Quality of life in the city that never sleeps has taken a hit, too, during the pandemic. Just under 4 in 10 respondents said quality of life is now “excellent or good” — a plunge from 79 percent who felt that way pre-coronavirus.
And it could be because many feel like there’s no end in sight — nearly 7 in 10 polled believe it “will take longer than a year” for life to return to normal.
The study also gave insight as to how many top earners are working from home. A majority of respondents, or 53 percent, are now calling their abode their new office, while 21 percent aren’t working at all — though the poll notes they could be retired, furloughed, independently wealthy and receiving passive income.
And the bulk of them (65 percent) believe working from home is Gotham’s new normal, with 30 percent of respondents citing the new setup as a driving force behind wanting to get out of dodge.
Of the 50 people who make $100,000 or more and have already moved out of the city, a dozen said they packed their bags because because of the ability to work from home, the poll found.

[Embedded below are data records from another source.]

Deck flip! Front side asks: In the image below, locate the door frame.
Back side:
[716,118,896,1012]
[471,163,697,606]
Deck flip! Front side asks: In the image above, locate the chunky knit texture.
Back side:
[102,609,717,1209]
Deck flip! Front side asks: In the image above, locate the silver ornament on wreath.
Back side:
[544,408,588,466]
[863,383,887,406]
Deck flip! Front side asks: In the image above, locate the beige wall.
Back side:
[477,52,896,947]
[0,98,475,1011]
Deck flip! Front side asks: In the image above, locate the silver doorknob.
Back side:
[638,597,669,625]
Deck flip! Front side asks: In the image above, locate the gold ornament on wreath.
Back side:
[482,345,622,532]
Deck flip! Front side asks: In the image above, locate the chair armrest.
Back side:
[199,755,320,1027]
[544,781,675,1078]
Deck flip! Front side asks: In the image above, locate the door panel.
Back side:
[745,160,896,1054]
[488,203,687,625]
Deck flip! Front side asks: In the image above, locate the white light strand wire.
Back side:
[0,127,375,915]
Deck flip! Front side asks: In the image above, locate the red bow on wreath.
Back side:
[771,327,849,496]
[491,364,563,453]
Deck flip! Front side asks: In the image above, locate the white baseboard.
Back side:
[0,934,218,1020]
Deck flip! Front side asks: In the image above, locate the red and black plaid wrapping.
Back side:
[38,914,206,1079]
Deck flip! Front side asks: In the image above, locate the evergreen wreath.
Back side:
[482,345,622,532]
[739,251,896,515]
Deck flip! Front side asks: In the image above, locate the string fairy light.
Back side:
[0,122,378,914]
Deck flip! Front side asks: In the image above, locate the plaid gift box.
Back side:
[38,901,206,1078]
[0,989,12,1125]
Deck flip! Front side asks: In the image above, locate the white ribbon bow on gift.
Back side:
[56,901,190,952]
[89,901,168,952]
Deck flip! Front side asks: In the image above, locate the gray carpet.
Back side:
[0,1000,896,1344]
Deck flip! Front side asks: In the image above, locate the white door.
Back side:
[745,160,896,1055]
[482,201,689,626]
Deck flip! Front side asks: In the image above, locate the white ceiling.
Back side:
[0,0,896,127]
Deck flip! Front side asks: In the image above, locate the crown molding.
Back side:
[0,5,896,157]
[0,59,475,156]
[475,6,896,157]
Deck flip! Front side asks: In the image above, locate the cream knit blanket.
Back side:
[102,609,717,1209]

The study warned that if more high-income earners flee, the city could find itself in a tax crunch — which Mayor Bill de Blasio and Gov. Andrew Cuomo have been trying to stave off.
“Residents who make $100,000 or more make up 80 percent of New York City’s income-tax revenue, making the city government vulnerable to tax-base erosion,” wrote the study’s author, Michael Hendrix, MI’s director of state and local policy.
Among political parties, there was a stark divide over whether the Big Apple is on the right track — 62 percent of Democrats believe it is, while 72 percent of Republicans think the city is headed down the wrong path.
Those surveyed comprised of 71 percent Democrats, 11 percent Republicans and 14 percent Independents. The poll has a margin of error of 4 percentage points.